Fantastic art is a broad and loosely defined artgenre. It is not restricted to a specific school of artists, geographical location or historical period. It can be characterised by subject matter – which portrays non-realistic, mystical, mythical or folkloric subjects or events – and style, which is representational and naturalistic, rather than abstract – or in the case of magazine illustrations and similar, in the style of graphic novel art such as manga.
The subject matter of Fantastic Art may resemble the product of hallucinations, and Fantastic artist Richard Dadd spent much of his life in mental institutions. Salvador Dalí famously said: "the only difference between me and a madman is that I am not mad". Some recent Fantastic Art draws on the artist's experience, or purported experience, of hallucinogenic drugs.
The term Fantasy Art is closely related, and is applied primarily to recent art (typically 20th century onwards) inspired by, or illustrating, fantasy literature. The term has acquired some pejorative overtones.
Fantastic art has traditionally been largely confined to painting and illustration, but since the 1970s has increasingly been found also in photography. Fantastic art explores fantasy, imagination, the dream state, the grotesque, visions and the uncanny, as well as so-called "Goth" art.

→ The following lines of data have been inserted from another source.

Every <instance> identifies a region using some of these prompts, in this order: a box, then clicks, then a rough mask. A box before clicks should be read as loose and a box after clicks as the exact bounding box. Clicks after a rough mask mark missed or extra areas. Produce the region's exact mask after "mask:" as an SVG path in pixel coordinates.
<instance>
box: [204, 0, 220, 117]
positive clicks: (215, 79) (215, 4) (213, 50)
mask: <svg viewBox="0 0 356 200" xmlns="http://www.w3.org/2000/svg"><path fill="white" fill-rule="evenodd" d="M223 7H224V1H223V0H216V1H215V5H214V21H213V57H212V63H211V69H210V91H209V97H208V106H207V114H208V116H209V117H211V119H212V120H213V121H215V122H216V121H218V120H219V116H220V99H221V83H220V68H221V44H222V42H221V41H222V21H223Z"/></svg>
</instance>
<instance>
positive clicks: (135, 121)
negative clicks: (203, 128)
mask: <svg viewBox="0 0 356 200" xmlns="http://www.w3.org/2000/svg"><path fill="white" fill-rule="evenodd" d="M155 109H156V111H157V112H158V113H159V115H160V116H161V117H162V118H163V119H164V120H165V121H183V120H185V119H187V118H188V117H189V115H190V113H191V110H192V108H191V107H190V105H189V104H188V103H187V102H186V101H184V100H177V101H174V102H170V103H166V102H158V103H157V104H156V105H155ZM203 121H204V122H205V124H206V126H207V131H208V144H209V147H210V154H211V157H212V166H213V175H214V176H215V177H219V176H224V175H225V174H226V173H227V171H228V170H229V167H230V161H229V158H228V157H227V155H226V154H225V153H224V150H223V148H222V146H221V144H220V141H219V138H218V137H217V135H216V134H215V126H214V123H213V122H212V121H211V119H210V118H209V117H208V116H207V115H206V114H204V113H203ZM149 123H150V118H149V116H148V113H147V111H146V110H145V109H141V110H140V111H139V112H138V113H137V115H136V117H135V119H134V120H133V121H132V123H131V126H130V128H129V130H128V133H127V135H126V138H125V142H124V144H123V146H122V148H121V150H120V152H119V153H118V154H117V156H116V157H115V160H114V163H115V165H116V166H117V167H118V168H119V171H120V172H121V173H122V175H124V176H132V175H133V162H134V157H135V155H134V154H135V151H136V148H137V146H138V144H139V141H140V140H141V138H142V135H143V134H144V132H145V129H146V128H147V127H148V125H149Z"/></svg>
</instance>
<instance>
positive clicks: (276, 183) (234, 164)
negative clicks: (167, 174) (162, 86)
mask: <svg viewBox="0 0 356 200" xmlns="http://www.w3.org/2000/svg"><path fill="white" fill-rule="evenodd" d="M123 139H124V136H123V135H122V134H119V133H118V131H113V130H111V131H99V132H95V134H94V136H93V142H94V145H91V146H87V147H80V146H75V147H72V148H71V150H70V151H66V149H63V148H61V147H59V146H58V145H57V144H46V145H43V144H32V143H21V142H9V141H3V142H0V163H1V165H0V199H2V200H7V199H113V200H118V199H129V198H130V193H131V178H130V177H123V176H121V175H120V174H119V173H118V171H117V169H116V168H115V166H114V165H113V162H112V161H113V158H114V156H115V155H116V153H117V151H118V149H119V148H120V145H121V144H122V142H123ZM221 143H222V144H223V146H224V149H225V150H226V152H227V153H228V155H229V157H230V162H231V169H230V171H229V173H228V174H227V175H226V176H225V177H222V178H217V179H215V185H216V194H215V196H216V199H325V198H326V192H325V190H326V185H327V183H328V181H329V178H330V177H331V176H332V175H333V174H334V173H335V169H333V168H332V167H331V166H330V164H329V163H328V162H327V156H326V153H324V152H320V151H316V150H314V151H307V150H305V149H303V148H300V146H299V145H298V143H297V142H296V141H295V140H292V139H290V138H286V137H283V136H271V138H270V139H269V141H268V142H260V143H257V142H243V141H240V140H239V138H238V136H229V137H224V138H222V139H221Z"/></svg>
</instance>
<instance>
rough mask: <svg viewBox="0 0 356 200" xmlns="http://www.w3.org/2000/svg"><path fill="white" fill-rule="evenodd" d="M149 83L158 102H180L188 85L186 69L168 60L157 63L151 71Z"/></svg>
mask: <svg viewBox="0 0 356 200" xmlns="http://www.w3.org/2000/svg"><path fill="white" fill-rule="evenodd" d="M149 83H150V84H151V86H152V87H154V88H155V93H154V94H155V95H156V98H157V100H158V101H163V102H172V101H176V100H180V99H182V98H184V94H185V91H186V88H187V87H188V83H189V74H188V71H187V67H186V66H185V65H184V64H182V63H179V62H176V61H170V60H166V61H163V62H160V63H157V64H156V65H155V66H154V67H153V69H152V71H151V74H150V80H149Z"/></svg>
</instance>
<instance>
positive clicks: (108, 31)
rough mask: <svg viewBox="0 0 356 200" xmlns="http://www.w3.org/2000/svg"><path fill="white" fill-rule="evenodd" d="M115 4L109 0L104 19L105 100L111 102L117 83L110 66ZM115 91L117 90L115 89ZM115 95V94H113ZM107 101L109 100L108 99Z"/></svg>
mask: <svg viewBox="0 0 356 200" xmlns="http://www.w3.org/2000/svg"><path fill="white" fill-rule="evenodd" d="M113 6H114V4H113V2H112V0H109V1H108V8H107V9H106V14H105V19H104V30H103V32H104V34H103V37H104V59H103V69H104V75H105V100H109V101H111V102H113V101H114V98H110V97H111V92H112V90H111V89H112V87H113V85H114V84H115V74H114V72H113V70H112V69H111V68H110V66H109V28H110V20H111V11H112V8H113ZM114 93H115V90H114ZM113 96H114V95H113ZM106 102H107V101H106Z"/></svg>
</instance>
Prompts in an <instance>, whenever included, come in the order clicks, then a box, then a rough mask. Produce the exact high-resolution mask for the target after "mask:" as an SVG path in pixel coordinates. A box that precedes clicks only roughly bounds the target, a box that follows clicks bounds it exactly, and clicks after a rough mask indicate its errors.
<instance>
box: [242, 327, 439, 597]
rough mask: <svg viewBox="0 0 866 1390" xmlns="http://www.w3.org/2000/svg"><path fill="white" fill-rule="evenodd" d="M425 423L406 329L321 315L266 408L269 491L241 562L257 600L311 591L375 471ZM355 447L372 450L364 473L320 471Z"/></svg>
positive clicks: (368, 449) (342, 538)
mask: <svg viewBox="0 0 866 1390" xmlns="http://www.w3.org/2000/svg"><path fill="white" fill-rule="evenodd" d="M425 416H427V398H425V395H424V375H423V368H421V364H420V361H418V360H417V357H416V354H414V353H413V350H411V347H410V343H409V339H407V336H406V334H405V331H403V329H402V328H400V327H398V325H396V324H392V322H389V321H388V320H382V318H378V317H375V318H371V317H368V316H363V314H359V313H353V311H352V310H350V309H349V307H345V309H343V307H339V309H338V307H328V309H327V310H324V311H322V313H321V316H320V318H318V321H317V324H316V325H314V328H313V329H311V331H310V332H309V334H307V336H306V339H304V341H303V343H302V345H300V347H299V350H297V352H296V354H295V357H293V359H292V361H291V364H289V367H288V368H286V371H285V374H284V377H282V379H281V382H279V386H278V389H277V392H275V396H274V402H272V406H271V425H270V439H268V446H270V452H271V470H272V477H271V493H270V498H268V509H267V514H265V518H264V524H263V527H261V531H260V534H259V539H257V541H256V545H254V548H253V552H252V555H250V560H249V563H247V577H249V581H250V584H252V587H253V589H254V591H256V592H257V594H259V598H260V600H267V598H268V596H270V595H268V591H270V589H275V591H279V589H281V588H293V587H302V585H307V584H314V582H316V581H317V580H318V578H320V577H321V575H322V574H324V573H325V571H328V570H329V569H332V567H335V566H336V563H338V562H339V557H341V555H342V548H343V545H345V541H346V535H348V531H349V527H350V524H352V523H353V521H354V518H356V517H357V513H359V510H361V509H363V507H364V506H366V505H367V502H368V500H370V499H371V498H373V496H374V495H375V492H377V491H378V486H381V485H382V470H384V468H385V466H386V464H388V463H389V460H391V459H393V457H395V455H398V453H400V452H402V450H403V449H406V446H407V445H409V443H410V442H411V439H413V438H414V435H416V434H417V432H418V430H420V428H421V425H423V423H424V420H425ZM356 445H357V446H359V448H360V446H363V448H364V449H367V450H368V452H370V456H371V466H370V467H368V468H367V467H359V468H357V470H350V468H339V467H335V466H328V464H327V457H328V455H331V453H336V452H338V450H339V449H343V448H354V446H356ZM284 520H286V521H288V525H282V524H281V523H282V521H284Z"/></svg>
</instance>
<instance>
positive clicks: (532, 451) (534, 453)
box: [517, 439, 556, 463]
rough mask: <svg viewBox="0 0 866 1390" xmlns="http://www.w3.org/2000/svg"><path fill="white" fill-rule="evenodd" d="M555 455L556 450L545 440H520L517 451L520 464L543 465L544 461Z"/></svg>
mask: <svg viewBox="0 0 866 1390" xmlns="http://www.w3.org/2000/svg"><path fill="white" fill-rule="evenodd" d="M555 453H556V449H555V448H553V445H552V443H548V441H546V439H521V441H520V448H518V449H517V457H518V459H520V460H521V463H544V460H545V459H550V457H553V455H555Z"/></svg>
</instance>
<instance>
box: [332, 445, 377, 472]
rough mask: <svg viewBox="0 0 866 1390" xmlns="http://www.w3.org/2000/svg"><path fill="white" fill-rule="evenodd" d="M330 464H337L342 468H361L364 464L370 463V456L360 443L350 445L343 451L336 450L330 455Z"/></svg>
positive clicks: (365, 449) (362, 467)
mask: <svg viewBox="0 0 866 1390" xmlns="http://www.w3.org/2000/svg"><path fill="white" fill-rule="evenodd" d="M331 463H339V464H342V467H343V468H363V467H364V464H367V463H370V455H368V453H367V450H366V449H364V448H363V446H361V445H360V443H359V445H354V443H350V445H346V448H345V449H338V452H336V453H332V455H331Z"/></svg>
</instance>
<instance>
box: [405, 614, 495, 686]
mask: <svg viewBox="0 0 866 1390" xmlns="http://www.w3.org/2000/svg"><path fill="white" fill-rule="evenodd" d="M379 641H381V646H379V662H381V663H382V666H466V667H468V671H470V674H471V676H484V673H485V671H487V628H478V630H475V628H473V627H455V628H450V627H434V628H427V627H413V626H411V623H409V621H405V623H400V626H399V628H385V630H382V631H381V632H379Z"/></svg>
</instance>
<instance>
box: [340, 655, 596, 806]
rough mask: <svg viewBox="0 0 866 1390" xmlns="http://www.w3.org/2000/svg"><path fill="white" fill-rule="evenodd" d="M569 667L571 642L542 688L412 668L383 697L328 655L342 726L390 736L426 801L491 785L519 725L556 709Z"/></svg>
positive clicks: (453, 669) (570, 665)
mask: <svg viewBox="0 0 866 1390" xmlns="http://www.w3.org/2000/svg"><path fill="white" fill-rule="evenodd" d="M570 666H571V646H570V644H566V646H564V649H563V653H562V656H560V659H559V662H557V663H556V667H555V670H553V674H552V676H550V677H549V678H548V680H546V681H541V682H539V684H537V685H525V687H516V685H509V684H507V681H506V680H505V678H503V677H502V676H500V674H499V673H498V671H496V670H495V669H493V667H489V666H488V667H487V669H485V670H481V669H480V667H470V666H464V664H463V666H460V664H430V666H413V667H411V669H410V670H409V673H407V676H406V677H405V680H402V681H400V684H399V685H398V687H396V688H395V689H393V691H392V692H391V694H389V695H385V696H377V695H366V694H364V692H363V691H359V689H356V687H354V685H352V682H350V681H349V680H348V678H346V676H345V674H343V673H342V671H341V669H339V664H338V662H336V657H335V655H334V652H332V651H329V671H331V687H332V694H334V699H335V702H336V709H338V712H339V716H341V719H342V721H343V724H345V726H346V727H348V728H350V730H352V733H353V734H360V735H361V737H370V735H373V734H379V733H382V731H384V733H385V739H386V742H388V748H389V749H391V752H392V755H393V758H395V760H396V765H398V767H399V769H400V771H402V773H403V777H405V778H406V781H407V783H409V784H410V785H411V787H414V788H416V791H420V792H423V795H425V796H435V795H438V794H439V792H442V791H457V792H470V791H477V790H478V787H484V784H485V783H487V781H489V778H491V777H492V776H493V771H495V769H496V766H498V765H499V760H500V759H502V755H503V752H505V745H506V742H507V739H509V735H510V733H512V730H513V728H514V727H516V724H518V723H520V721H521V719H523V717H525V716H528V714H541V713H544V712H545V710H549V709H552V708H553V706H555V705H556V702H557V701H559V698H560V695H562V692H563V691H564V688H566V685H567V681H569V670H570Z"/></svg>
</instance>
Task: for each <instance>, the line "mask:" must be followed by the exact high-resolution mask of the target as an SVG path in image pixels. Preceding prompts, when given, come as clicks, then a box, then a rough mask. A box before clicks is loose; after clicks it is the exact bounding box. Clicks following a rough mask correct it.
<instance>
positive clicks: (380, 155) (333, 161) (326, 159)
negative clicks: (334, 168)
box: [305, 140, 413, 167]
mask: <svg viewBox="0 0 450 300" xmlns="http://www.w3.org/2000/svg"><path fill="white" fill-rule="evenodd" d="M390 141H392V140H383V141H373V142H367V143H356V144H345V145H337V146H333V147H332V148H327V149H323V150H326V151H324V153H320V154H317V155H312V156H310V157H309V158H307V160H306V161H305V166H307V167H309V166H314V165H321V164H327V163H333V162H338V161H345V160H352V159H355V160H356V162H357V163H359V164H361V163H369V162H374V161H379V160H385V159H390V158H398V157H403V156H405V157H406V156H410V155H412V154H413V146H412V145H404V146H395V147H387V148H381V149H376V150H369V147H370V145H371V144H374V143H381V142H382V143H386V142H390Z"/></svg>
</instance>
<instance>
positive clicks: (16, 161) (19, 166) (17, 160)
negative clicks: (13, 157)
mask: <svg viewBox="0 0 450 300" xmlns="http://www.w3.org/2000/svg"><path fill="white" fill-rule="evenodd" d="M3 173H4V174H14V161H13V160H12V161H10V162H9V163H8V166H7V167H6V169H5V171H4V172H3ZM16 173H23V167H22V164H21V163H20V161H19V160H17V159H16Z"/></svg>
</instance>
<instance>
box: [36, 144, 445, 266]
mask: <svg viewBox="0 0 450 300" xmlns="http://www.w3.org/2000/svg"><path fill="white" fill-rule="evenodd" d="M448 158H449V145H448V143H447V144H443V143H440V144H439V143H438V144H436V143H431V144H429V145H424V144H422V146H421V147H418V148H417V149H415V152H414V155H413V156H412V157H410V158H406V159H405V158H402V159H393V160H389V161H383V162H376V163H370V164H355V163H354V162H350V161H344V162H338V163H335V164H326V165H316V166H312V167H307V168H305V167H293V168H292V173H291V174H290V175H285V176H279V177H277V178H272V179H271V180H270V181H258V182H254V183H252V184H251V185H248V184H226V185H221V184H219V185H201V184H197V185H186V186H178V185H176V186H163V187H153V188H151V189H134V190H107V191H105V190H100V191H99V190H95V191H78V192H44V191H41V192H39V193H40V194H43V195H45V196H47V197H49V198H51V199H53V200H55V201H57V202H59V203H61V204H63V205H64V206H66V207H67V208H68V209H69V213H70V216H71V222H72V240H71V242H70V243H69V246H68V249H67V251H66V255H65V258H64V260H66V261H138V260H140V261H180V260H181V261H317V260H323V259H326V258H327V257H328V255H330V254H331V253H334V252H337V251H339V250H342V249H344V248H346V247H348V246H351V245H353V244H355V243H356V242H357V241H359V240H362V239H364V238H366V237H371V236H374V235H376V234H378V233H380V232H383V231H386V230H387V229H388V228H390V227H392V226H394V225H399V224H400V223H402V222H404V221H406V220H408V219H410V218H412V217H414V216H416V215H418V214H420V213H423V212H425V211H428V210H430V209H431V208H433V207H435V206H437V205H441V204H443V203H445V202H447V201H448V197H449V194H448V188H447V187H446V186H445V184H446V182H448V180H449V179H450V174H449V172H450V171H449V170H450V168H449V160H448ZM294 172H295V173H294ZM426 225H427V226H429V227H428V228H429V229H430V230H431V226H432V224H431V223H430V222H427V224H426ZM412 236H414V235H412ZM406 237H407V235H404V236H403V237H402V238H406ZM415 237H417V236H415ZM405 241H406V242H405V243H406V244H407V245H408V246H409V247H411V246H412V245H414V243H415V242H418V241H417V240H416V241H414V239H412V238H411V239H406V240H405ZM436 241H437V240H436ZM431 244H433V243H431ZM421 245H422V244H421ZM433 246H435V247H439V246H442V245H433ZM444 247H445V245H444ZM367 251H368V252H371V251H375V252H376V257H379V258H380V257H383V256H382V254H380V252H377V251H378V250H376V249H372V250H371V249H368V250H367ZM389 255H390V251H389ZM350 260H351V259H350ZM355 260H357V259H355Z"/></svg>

Genres which may also be considered as Fantastic Art include the Symbolism of the Victorian era, and Surrealism. Works based on classical mythology, which have been a staple of European art from the Renaissance period, also arguably meet the definition of Fantastic Art, as art based on modern mythology such as JRR Tolkien's Middle Earth mythos unquestionably does. Religious art also depicts supernatural or miraculous subjects in a naturalistic way, but is not generally regarded as Fantastic Art.